Note: Cohen’s Test (d) = 0.020 indicates a small effect, d = 0.050 indicates a medium effect, and d = 0.080 indicates a large effect.

shows the results of the Detection Rate (Accuracy (%) or accuracy of miRNA identification by qPCR in each selected study). Through the correlation between the test and control groups in each study, the Chi-Square method (X²) test showed that all correlations presented a statistically significant difference, with p > 0.05 in the 95% CI, for both AD and PD studies. Table 3 also presents the results of the effect size (Cohen’s Test) and the 1/standard deviation (sample size) to determine the risk of bias in the studies addressed in this work.
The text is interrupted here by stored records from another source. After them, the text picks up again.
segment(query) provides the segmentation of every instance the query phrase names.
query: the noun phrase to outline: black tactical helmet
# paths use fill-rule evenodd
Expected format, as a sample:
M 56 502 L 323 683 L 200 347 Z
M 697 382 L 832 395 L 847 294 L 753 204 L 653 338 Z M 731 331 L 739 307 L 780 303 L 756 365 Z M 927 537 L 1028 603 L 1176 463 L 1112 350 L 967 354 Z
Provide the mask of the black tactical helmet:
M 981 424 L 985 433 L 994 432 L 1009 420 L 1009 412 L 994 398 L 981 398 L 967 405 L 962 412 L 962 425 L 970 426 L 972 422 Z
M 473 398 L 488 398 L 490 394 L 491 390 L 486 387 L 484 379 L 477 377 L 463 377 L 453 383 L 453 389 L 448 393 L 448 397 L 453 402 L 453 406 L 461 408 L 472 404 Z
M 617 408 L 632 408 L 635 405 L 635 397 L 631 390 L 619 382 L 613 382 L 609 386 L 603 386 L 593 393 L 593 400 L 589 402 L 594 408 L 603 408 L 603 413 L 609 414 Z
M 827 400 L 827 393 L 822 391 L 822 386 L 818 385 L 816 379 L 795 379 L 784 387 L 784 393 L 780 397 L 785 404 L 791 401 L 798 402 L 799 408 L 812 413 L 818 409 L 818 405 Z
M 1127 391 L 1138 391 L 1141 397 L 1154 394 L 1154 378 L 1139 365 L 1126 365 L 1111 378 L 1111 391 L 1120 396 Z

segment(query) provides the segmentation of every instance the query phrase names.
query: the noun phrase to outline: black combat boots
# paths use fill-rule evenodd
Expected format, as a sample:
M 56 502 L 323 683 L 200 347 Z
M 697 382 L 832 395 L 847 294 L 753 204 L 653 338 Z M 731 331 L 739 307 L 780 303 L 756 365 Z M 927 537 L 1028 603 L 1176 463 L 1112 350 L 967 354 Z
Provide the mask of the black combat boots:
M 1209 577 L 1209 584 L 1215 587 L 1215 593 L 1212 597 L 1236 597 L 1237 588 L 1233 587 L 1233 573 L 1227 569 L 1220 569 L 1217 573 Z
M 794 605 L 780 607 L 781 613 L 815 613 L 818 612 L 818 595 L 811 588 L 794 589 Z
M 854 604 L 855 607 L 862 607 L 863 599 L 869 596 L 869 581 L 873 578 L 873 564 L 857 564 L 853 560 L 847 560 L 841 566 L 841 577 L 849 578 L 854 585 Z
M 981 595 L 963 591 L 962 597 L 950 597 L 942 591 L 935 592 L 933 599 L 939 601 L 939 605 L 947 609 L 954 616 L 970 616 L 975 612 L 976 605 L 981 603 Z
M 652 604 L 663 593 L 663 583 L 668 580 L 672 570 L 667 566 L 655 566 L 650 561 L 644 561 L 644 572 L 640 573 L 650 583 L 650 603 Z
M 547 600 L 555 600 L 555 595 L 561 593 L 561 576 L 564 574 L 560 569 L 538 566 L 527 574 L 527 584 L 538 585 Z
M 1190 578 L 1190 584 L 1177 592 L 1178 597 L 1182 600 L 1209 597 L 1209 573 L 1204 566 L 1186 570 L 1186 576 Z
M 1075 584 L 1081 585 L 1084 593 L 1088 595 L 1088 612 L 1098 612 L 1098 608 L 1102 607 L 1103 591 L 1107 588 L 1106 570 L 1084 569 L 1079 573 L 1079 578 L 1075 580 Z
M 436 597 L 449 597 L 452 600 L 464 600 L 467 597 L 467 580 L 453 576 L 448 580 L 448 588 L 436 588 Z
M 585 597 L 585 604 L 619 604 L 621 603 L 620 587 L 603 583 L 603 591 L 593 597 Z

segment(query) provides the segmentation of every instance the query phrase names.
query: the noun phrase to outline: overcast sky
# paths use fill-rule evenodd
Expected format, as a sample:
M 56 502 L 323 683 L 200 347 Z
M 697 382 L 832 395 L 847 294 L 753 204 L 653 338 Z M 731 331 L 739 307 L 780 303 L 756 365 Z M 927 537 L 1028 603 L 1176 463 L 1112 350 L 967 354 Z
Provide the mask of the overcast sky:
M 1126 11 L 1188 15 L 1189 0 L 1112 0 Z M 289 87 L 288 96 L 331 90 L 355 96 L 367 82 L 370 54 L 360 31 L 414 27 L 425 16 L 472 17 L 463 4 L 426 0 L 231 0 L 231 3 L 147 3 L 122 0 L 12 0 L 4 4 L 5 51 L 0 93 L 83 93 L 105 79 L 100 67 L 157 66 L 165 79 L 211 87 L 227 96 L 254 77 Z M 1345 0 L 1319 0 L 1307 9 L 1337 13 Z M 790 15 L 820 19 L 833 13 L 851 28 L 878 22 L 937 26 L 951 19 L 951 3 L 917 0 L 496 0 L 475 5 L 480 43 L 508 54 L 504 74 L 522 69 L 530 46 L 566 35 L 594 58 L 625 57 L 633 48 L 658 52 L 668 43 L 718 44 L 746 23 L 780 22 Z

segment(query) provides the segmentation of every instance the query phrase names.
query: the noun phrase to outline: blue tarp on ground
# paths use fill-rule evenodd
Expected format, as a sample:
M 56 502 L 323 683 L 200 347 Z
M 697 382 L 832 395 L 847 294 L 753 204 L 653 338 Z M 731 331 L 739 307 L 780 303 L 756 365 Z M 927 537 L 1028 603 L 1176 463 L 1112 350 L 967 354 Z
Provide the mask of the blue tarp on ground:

Figure 1 presents the results of the risk of bias of the studies through the Funnel Plot, showing the calculation of the Effect Size (magnitude of the difference) using the Cohen Test (d). This graph presented a symmetrical behavior, not suggesting a significant risk of bias, both among studies with a small sample size (lower precision, with a total of eight (8) studies), which are shown at the base of the graph (red balls), and studies with a high sample size, with a total of 17 studies, which are presented in the upper region of Figure 1.

Table 4. Results of the Detection Rate (Accuracy (%) of the identification of miRNAs by qPCR in each selected study. Alzheimer’s disease (AD); Parkinson’s disease (PD).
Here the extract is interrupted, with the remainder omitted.